Overheidsmaatregelen zoals in de nota geschetst voor meer gezonde keuzes, maar ook dat de gezonde keuze de gemakkelijke keuze is, kunnen we alleen maar toejuichen. Op landelijk niveau kunnen maatregelen worden genomen die het aanbod van ongezonde producten beperken en kunnen prijsmaatregelen worden getroffen. Ook op lokaal niveau kan met het inrichten van de fysieke omgeving de gezondheid worden bevorderd. Belangrijk daarbij is wel dat het niet bij mogelijkheden blijft, maar dat het tot uitvoering van deze maatregelen komt en overheidsregie daarbij. Zie in deze context ook de recente oproep van de WHO aan overheden om in publieke voedselomgevingen ervoor te zorgen dat gezonde eetpatronen bevorderd worden. De DG van de WHO stelt dat er geen publieke middelen besteed zouden moeten worden aan eten en drinken dat ongezonde eetpatronen bevordert: zie het WHO Action framework for developing and implementing public food procurement and service policies for a healthy diet.
Vraag4
Heeft u concrete suggesties om bepaalde opties nader te concretiseren en praktisch vorm te geven?

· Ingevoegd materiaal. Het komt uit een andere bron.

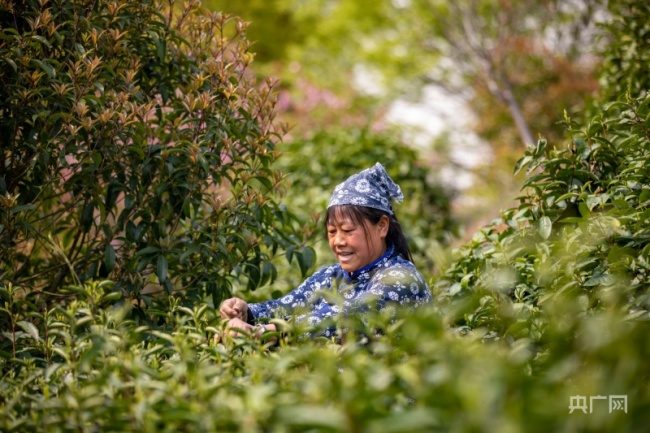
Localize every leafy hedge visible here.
[0,282,650,433]
[0,0,299,304]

Kom met een veranderplan voor het invoeren van populatie-brede universele preventie onder landelijke regie en met systemische prikkels gericht op gezonde leefstijl en de baten daarvan. Neem in een dergelijk plan ook mee dat er regionaal en lokaal behoefte is aan concrete instrumenten voor en praktisch toepasbare ondersteuning (meer dan een mogelijkhedenpalet) bij het inrichten van leefomgevingen zodat ze aanzetten tot gezond leven. Zeker waar het gaat om aandachtswijken en in publieke omgevingen.
Vraag5
Welke beleidsopties ontbreken er nog?
Aandacht voor universele preventie o.a. met inzet van de landelijke instituten en inzet van concrete beleidsinstrumenten en implementatieondersteuning daarbij voor het creëren van gezonde leefomgevingen (zie ook reactie op vraag 1). Zorg voor bijbehorende budgetten in de Rijksbegroting. Geschetste mogelijke financiële prikkels voor het bevorderen van universele preventie lezen nu nog te veel als een keuzemenu en vragen om landelijke regie.
Verder willen we verwijzen we op de gezamenlijk reactie van de Federatie voor Gezondheid, waar we deel van uitmaken.